# What's this trick called?



## Leo (Nov 24, 2009)

Tailfish grab. If they grab more towards the inside of the back foot, it is a stalefish.


----------



## Extremo (Nov 6, 2008)

Its called lame! Its a grab that poogs do when the cant do a tail grab or a stalefish...do one or the other; not both at the same time


----------



## Leo (Nov 24, 2009)

I'm guessing he is just mistaking the point of the grab. I don't see how you can get a hold of your heel edge directly behind your heel with your boot in the way an all. Unless the dude has no overhang whatsoever.


----------



## rasmasyean (Jan 26, 2008)

Leo said:


> I'm guessing he is just mistaking the point of the grab. I don't see how you can get a hold of your heel edge directly behind your heel with your boot in the way an all. Unless the dude has no overhang whatsoever.

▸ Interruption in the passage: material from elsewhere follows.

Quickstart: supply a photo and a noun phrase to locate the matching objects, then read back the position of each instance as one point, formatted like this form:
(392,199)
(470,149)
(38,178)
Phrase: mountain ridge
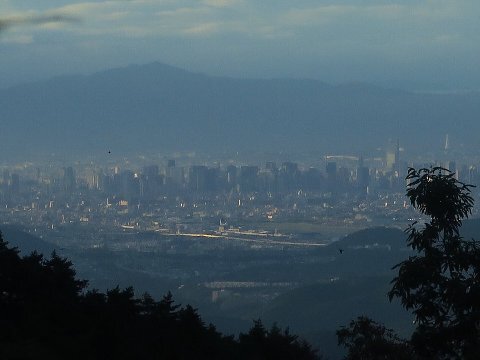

Sorry, I mean heelside grab on the tail-end of the board beside the rear foot.


----------



## Leo (Nov 24, 2009)

rasmasyean said:


> Sorry, I mean heelside grab on the tail-end of the board beside the rear foot.


Definitely a tailfish then. If you Google "snowboard grabs" under images, you will see several charts with all of the grab names.


----------